His description of the riots in Memphis from, not one, but three points of view, is riveting. Janeka and Carlson run for the safety. Toussaint’s father despairs at the chaos that is ruining his protest. Toussaint joins in the vandalism only later to regret his actions. Pitts’ characters are believable, deep and richly human. He writes with confidence in the voices of his young, his old, his white and his non-white characters.

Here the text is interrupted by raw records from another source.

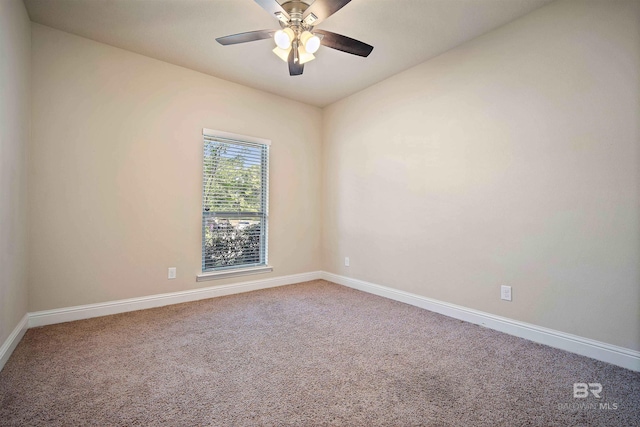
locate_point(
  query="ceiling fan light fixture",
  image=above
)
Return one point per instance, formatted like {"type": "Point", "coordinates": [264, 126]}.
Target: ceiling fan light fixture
{"type": "Point", "coordinates": [282, 53]}
{"type": "Point", "coordinates": [304, 56]}
{"type": "Point", "coordinates": [310, 42]}
{"type": "Point", "coordinates": [284, 37]}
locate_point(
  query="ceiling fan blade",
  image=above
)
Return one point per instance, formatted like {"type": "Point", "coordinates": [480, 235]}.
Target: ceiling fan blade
{"type": "Point", "coordinates": [322, 9]}
{"type": "Point", "coordinates": [344, 43]}
{"type": "Point", "coordinates": [250, 36]}
{"type": "Point", "coordinates": [295, 68]}
{"type": "Point", "coordinates": [272, 7]}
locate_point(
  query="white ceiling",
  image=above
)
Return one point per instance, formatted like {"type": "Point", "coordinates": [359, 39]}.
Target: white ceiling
{"type": "Point", "coordinates": [183, 32]}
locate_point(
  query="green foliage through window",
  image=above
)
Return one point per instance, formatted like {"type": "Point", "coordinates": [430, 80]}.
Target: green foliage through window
{"type": "Point", "coordinates": [234, 204]}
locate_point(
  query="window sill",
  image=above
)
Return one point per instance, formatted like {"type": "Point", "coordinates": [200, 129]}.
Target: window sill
{"type": "Point", "coordinates": [214, 275]}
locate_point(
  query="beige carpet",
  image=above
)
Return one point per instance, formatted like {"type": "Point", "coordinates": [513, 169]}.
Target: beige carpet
{"type": "Point", "coordinates": [304, 355]}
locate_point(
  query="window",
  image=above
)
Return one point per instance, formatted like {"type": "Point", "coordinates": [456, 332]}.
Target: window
{"type": "Point", "coordinates": [234, 203]}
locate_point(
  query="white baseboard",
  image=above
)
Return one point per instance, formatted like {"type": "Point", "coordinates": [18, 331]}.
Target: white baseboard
{"type": "Point", "coordinates": [12, 340]}
{"type": "Point", "coordinates": [68, 314]}
{"type": "Point", "coordinates": [609, 353]}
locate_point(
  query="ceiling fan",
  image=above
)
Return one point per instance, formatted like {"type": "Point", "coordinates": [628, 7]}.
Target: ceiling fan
{"type": "Point", "coordinates": [298, 39]}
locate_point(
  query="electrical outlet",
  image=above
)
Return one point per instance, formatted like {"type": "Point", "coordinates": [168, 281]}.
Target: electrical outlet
{"type": "Point", "coordinates": [505, 293]}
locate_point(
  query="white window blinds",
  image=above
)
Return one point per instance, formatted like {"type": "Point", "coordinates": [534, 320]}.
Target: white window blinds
{"type": "Point", "coordinates": [234, 201]}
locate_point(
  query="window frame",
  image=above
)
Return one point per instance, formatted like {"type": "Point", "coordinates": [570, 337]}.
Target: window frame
{"type": "Point", "coordinates": [246, 269]}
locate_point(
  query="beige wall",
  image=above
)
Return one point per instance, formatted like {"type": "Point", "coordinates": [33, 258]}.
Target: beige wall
{"type": "Point", "coordinates": [513, 159]}
{"type": "Point", "coordinates": [115, 172]}
{"type": "Point", "coordinates": [15, 63]}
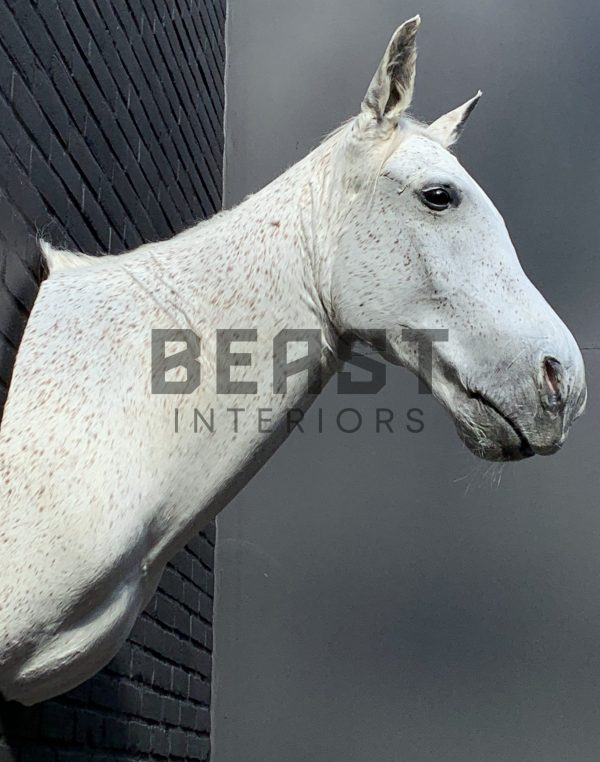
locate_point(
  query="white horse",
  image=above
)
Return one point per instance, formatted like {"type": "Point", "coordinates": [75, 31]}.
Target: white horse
{"type": "Point", "coordinates": [102, 480]}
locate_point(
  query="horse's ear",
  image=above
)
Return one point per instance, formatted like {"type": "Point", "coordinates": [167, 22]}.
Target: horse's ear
{"type": "Point", "coordinates": [390, 92]}
{"type": "Point", "coordinates": [447, 129]}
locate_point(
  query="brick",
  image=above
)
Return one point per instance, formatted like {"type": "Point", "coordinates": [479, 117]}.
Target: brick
{"type": "Point", "coordinates": [58, 722]}
{"type": "Point", "coordinates": [110, 136]}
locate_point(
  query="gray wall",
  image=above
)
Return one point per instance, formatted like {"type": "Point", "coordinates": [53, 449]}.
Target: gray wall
{"type": "Point", "coordinates": [383, 597]}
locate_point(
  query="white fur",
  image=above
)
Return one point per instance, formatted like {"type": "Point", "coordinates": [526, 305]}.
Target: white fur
{"type": "Point", "coordinates": [97, 491]}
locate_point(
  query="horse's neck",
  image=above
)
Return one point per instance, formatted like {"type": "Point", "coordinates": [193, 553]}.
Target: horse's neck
{"type": "Point", "coordinates": [258, 264]}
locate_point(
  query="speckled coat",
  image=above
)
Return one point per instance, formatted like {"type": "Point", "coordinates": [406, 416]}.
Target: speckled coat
{"type": "Point", "coordinates": [97, 487]}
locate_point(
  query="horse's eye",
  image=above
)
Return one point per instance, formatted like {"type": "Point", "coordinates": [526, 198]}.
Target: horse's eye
{"type": "Point", "coordinates": [437, 199]}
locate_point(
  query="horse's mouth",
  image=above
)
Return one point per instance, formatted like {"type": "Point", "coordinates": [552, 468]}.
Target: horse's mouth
{"type": "Point", "coordinates": [508, 451]}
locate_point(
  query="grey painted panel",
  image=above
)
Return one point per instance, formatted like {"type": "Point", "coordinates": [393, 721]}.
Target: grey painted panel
{"type": "Point", "coordinates": [383, 597]}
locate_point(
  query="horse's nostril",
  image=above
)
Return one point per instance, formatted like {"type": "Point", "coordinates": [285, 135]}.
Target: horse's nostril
{"type": "Point", "coordinates": [552, 391]}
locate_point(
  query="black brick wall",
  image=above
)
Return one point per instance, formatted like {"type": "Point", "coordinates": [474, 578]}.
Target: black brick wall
{"type": "Point", "coordinates": [111, 134]}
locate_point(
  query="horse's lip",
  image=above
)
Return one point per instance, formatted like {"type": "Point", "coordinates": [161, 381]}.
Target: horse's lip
{"type": "Point", "coordinates": [525, 449]}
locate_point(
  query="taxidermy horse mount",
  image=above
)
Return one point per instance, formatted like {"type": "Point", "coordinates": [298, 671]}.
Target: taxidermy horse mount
{"type": "Point", "coordinates": [378, 228]}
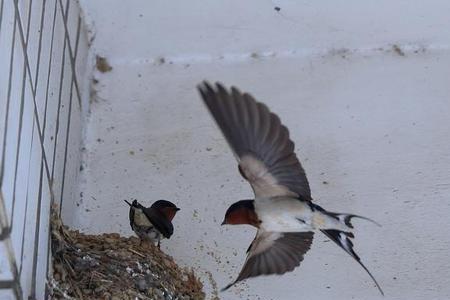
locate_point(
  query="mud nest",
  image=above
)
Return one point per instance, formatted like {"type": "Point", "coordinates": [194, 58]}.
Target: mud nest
{"type": "Point", "coordinates": [109, 266]}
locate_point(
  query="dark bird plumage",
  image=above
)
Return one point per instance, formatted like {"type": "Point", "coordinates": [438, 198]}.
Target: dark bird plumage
{"type": "Point", "coordinates": [152, 223]}
{"type": "Point", "coordinates": [282, 211]}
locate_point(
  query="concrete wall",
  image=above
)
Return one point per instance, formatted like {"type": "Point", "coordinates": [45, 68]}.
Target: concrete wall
{"type": "Point", "coordinates": [363, 88]}
{"type": "Point", "coordinates": [43, 61]}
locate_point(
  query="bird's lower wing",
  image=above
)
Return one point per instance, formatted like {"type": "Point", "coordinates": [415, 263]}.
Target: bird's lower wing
{"type": "Point", "coordinates": [274, 253]}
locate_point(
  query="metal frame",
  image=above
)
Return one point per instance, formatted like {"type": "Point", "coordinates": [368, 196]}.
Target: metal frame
{"type": "Point", "coordinates": [41, 38]}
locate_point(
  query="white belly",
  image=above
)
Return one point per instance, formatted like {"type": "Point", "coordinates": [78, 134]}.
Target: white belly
{"type": "Point", "coordinates": [285, 214]}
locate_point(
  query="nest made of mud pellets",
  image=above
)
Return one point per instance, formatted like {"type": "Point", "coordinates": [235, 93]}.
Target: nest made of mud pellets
{"type": "Point", "coordinates": [109, 266]}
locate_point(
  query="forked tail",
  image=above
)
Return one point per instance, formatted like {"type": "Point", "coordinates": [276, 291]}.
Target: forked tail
{"type": "Point", "coordinates": [342, 239]}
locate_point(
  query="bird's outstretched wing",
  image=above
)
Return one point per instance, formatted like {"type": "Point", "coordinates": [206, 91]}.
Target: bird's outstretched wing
{"type": "Point", "coordinates": [274, 253]}
{"type": "Point", "coordinates": [259, 141]}
{"type": "Point", "coordinates": [160, 221]}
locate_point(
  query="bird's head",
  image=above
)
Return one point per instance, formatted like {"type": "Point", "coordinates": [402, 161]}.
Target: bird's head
{"type": "Point", "coordinates": [241, 212]}
{"type": "Point", "coordinates": [134, 204]}
{"type": "Point", "coordinates": [166, 207]}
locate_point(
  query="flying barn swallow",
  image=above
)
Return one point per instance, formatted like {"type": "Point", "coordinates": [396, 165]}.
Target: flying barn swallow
{"type": "Point", "coordinates": [282, 210]}
{"type": "Point", "coordinates": [152, 223]}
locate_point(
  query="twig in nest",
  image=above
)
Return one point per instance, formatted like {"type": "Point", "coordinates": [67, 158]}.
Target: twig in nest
{"type": "Point", "coordinates": [137, 253]}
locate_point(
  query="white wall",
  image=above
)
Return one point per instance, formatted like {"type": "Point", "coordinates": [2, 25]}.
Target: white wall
{"type": "Point", "coordinates": [369, 120]}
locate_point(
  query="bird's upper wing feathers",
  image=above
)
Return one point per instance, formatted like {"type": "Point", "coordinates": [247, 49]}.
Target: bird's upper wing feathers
{"type": "Point", "coordinates": [160, 221]}
{"type": "Point", "coordinates": [259, 141]}
{"type": "Point", "coordinates": [274, 253]}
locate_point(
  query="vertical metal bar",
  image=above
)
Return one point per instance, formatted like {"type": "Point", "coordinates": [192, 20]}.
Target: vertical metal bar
{"type": "Point", "coordinates": [8, 100]}
{"type": "Point", "coordinates": [22, 102]}
{"type": "Point", "coordinates": [69, 118]}
{"type": "Point", "coordinates": [61, 83]}
{"type": "Point", "coordinates": [71, 56]}
{"type": "Point", "coordinates": [41, 176]}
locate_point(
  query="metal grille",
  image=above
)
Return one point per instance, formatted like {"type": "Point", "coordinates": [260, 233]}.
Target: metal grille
{"type": "Point", "coordinates": [43, 54]}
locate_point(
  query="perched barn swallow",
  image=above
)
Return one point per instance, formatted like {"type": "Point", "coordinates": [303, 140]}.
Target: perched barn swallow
{"type": "Point", "coordinates": [152, 223]}
{"type": "Point", "coordinates": [282, 210]}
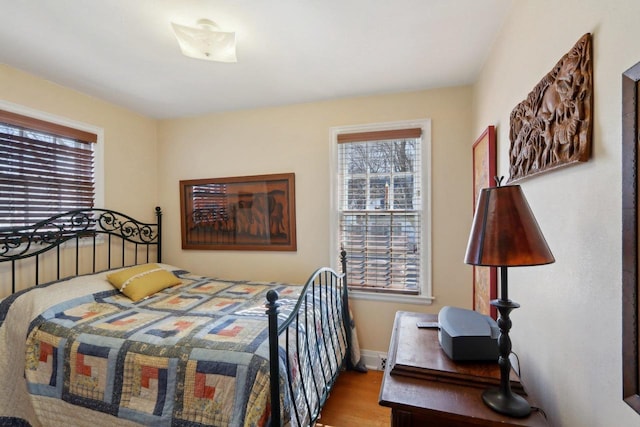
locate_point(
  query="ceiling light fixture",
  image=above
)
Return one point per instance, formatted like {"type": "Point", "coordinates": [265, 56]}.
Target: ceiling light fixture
{"type": "Point", "coordinates": [206, 42]}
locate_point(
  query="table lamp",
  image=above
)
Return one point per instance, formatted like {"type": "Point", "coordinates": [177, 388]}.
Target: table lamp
{"type": "Point", "coordinates": [505, 234]}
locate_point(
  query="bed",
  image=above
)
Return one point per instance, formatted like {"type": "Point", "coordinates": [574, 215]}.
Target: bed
{"type": "Point", "coordinates": [97, 330]}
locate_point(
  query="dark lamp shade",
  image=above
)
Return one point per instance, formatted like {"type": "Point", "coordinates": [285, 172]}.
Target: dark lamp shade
{"type": "Point", "coordinates": [505, 232]}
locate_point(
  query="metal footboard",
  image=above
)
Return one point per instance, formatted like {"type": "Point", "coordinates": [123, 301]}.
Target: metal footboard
{"type": "Point", "coordinates": [100, 238]}
{"type": "Point", "coordinates": [298, 346]}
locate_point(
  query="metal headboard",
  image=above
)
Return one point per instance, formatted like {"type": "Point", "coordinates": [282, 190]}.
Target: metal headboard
{"type": "Point", "coordinates": [96, 231]}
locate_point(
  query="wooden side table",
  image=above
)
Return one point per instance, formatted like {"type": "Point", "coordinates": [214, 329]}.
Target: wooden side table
{"type": "Point", "coordinates": [445, 393]}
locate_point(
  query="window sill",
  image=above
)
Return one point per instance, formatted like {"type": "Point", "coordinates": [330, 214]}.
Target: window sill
{"type": "Point", "coordinates": [395, 298]}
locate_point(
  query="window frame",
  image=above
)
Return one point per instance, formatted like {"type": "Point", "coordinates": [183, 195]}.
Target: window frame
{"type": "Point", "coordinates": [425, 295]}
{"type": "Point", "coordinates": [98, 150]}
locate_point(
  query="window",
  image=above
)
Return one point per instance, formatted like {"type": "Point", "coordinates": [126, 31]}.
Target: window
{"type": "Point", "coordinates": [381, 196]}
{"type": "Point", "coordinates": [45, 169]}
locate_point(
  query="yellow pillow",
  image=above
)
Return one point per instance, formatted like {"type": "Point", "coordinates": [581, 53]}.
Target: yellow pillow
{"type": "Point", "coordinates": [140, 281]}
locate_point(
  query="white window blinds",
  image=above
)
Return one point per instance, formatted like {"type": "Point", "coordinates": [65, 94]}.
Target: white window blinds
{"type": "Point", "coordinates": [45, 169]}
{"type": "Point", "coordinates": [380, 209]}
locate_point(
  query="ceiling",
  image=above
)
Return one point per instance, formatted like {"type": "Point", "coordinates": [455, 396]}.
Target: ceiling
{"type": "Point", "coordinates": [289, 51]}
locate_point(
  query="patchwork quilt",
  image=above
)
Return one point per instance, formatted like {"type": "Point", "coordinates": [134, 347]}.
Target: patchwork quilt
{"type": "Point", "coordinates": [78, 352]}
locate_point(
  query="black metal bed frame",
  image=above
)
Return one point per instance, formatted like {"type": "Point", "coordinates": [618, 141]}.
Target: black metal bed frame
{"type": "Point", "coordinates": [84, 227]}
{"type": "Point", "coordinates": [324, 282]}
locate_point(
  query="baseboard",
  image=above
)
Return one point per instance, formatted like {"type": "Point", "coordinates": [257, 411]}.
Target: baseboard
{"type": "Point", "coordinates": [374, 360]}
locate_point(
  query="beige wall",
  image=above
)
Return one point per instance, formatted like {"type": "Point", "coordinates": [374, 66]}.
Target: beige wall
{"type": "Point", "coordinates": [129, 146]}
{"type": "Point", "coordinates": [297, 139]}
{"type": "Point", "coordinates": [568, 330]}
{"type": "Point", "coordinates": [129, 139]}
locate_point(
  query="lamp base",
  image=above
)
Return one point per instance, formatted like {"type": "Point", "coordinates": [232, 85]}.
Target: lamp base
{"type": "Point", "coordinates": [506, 403]}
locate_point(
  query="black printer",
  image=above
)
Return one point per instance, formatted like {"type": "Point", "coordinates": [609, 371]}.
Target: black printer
{"type": "Point", "coordinates": [466, 335]}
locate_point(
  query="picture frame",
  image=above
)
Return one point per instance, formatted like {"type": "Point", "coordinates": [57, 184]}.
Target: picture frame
{"type": "Point", "coordinates": [485, 279]}
{"type": "Point", "coordinates": [630, 253]}
{"type": "Point", "coordinates": [252, 213]}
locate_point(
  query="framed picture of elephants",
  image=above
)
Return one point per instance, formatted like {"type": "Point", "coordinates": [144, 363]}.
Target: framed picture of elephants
{"type": "Point", "coordinates": [252, 213]}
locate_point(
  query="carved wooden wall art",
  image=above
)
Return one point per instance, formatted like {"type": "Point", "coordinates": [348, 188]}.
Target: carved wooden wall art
{"type": "Point", "coordinates": [552, 127]}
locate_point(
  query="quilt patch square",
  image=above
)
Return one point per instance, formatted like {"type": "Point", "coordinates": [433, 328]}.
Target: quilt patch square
{"type": "Point", "coordinates": [88, 364]}
{"type": "Point", "coordinates": [83, 313]}
{"type": "Point", "coordinates": [148, 384]}
{"type": "Point", "coordinates": [242, 332]}
{"type": "Point", "coordinates": [176, 302]}
{"type": "Point", "coordinates": [127, 322]}
{"type": "Point", "coordinates": [219, 305]}
{"type": "Point", "coordinates": [171, 330]}
{"type": "Point", "coordinates": [246, 290]}
{"type": "Point", "coordinates": [209, 287]}
{"type": "Point", "coordinates": [42, 361]}
{"type": "Point", "coordinates": [209, 392]}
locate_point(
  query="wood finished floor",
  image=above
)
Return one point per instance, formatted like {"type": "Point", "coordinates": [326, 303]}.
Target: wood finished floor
{"type": "Point", "coordinates": [354, 402]}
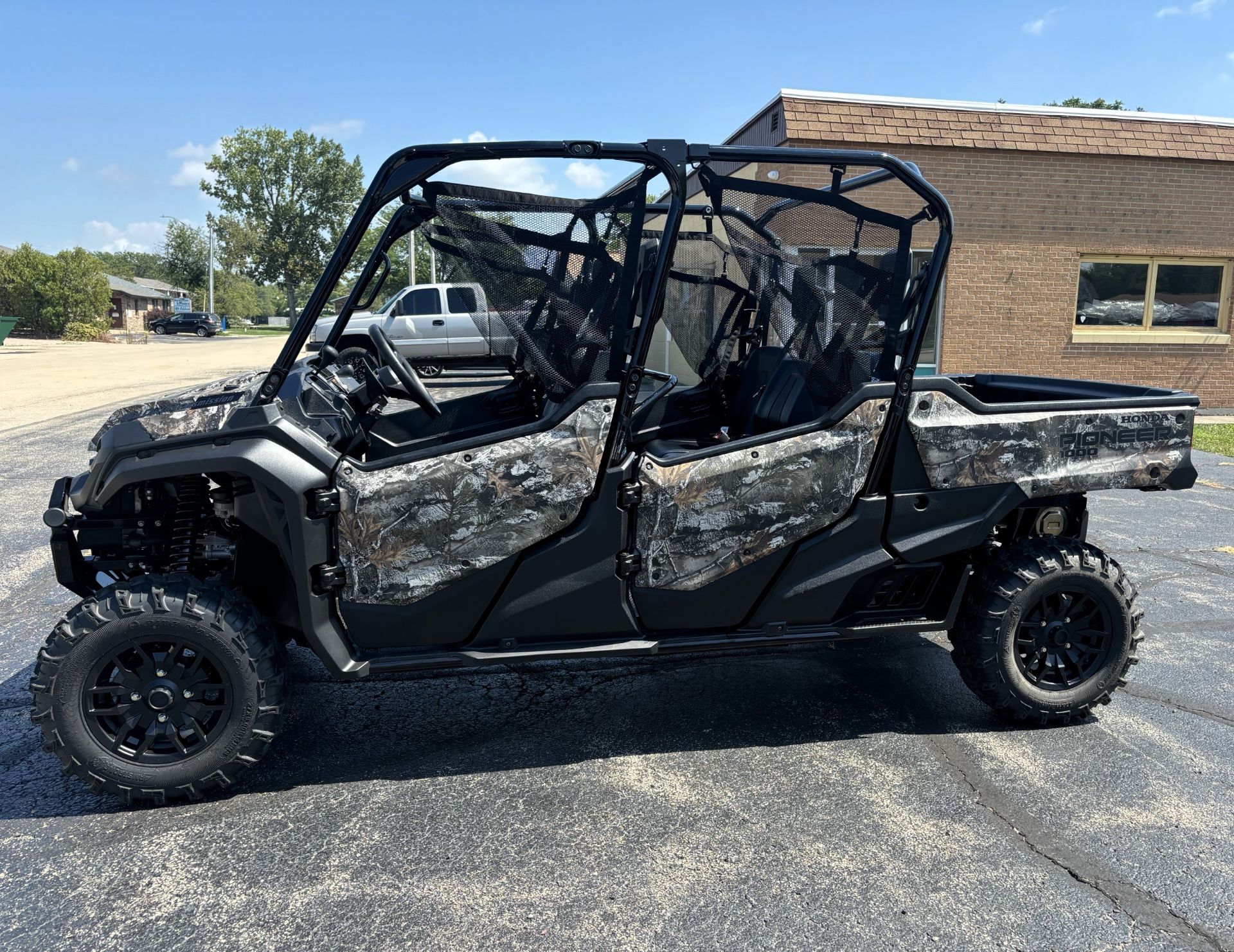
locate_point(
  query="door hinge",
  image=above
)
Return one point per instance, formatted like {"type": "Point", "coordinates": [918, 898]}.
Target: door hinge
{"type": "Point", "coordinates": [630, 564]}
{"type": "Point", "coordinates": [630, 495]}
{"type": "Point", "coordinates": [325, 577]}
{"type": "Point", "coordinates": [324, 502]}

Grant Park is a monumental work, so all-encompassing in scope that reviewers will be hard-pressed to do it justice. Pitt’s passion for a solution holds strong to the end of his novel even as his central character seems to give up. Readers will find Grant Park is real. From beginning to end it shows us an illness that seems to defy a cure. Perhaps as our children play together, the day will one day arrive when, despite even our slightest misgivings, we will recognize the humanity in one another. Pitts is there. He, for one, has shown that we are the same.